Assessing the above mentioned information, here are the reasons why PM CARED FUND should be under RTI:


Since PM CARES conforms to being a “public account” and as vast sums of money have been collected manifestly at the behest of the government of India, allowing the CAG to audit it will be a step in the direction of transparency and instil public confidence in the Fund.


More than Rs. 3,800 crores were already available under the Prime Minister's National Relief Fund as of June, so it isn't clear why it was necessary to create another fund at the central level. This arises the situation for an audit.


Under Article 266(2) of the Constitution, "public moneys received by or on behalf of the Government of India", which is not on account ofl revenue from taxes, duties, repayment ofloans and the like should be credited to the Public Account of India. Connecting the dotes here with another section, Section 13(b) of the CAG Act, it is the duty of the CAG to audit "all transactions" of the Union relating to public accounts.

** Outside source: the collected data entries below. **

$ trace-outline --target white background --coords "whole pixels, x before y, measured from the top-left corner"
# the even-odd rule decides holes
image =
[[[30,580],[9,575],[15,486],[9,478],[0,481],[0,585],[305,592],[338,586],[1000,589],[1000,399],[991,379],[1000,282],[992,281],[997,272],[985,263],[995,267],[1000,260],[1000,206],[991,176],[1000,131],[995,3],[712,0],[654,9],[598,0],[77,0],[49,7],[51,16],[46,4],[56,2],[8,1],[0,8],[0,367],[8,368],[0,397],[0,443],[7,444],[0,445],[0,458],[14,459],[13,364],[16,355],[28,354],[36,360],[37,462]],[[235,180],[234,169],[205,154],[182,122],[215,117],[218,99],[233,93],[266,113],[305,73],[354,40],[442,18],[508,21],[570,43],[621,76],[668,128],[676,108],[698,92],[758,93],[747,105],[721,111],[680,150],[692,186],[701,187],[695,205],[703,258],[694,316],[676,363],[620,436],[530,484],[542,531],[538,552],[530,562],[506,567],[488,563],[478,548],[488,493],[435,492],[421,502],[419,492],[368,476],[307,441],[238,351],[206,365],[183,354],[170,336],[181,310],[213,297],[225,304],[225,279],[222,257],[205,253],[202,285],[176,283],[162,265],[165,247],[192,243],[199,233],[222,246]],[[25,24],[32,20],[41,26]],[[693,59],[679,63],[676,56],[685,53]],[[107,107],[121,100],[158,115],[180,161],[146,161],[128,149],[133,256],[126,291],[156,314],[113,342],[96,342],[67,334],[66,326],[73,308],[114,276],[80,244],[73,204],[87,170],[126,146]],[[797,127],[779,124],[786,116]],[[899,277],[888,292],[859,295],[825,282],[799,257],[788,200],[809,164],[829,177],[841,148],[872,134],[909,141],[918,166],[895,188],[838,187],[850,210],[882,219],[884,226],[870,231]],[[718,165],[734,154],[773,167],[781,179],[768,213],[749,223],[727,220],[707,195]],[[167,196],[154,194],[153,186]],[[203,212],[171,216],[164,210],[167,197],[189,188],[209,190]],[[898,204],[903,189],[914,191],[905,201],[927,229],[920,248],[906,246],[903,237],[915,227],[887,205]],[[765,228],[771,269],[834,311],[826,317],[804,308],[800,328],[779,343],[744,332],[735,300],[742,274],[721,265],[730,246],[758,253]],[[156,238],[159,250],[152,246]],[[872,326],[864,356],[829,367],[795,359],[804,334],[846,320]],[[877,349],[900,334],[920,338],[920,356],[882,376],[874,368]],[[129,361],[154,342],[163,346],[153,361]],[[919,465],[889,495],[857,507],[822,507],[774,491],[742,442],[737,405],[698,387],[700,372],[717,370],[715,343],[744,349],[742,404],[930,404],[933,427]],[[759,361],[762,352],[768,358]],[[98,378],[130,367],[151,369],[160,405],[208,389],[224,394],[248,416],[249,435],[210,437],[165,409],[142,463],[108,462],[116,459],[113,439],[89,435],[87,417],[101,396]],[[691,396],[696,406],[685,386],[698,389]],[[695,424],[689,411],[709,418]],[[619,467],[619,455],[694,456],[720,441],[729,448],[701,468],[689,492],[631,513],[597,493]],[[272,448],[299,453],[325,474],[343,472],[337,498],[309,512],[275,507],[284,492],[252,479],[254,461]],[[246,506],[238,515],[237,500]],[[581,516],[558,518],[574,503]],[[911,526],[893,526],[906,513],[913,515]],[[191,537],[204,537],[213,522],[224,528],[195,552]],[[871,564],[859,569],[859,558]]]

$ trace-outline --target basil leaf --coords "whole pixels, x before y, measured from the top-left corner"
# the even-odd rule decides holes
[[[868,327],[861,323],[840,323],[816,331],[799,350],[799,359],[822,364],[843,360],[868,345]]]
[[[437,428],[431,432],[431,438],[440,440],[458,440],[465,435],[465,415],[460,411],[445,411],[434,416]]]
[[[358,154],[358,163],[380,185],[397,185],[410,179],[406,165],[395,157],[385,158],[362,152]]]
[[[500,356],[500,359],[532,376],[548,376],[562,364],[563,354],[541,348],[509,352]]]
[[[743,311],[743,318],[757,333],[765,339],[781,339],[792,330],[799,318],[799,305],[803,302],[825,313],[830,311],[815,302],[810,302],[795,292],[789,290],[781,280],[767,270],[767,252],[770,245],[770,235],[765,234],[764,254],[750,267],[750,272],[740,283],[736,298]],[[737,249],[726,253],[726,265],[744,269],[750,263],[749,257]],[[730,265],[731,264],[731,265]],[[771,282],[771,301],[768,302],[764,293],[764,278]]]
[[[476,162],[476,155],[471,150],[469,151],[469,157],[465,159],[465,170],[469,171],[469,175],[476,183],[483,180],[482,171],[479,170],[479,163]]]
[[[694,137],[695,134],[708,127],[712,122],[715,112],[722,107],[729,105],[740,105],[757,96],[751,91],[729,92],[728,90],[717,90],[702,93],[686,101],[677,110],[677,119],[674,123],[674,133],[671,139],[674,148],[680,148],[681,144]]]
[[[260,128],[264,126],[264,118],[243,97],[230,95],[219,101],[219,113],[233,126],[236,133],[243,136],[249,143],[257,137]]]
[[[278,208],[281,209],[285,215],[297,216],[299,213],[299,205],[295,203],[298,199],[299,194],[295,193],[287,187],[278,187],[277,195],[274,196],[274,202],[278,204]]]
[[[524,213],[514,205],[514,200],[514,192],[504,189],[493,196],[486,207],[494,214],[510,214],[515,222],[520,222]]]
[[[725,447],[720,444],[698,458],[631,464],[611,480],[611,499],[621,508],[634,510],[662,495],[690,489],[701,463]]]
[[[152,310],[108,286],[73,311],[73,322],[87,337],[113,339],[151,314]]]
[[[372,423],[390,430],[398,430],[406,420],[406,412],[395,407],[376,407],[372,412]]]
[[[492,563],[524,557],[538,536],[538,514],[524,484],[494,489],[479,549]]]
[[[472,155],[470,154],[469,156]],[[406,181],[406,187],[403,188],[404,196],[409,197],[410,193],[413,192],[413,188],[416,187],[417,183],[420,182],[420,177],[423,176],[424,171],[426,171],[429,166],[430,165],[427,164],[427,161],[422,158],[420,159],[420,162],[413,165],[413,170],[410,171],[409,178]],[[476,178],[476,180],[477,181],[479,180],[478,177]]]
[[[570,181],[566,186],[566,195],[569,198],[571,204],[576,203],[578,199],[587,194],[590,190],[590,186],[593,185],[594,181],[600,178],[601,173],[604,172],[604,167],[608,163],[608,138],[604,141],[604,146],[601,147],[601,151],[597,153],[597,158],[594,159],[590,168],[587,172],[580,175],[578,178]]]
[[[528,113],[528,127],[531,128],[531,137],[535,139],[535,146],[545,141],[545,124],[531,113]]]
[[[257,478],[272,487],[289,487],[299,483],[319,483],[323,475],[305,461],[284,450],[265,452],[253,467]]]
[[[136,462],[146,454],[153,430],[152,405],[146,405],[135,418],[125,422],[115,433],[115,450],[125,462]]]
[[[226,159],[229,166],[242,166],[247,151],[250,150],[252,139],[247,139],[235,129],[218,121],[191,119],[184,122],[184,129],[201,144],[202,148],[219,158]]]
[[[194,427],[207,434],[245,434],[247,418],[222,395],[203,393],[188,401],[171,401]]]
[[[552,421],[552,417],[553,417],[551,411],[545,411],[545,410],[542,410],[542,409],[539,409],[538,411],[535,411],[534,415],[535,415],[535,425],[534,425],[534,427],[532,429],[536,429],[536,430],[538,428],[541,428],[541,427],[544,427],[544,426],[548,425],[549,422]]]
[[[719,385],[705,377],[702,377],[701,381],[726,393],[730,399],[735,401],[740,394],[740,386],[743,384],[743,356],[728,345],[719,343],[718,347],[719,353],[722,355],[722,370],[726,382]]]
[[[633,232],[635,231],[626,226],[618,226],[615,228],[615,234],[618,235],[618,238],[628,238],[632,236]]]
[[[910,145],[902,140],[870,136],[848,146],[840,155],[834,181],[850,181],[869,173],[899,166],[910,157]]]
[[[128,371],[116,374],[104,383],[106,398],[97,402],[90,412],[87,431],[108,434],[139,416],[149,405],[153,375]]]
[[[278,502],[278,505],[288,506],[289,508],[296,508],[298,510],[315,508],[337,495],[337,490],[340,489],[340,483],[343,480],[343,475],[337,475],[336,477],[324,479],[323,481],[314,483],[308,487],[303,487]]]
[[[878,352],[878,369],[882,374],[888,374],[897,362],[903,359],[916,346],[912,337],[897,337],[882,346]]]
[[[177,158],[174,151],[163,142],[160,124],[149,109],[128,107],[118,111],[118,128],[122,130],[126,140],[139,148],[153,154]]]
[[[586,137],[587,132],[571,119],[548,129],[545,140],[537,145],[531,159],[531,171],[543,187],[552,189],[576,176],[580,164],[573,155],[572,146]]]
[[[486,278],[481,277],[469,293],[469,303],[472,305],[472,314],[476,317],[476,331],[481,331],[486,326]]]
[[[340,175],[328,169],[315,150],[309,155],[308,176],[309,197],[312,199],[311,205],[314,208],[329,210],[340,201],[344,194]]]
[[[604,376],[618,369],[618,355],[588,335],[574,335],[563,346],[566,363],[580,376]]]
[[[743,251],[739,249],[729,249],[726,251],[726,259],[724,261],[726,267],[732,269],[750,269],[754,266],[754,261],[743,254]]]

PM CARES uses the State Emblem of India (an adaptation of the Ashoka Pillar at Sarnath) in a manner that creates the impression that it is related to the government. The use of this symbol is governed by the State Emblem of India Act and Rules, and is a prohibited offence unless permitted by the Central government. This way anyone could collect funds and not get into the ambit of RTI.


Any interpretation that protects PM CARES from the scrutiny of CAG and from the ambit of RTI can be outweighed by concerns of accountability and transparency and reassurance that the funds that were even collected from the salaries of the government employees is far from any misappropriations.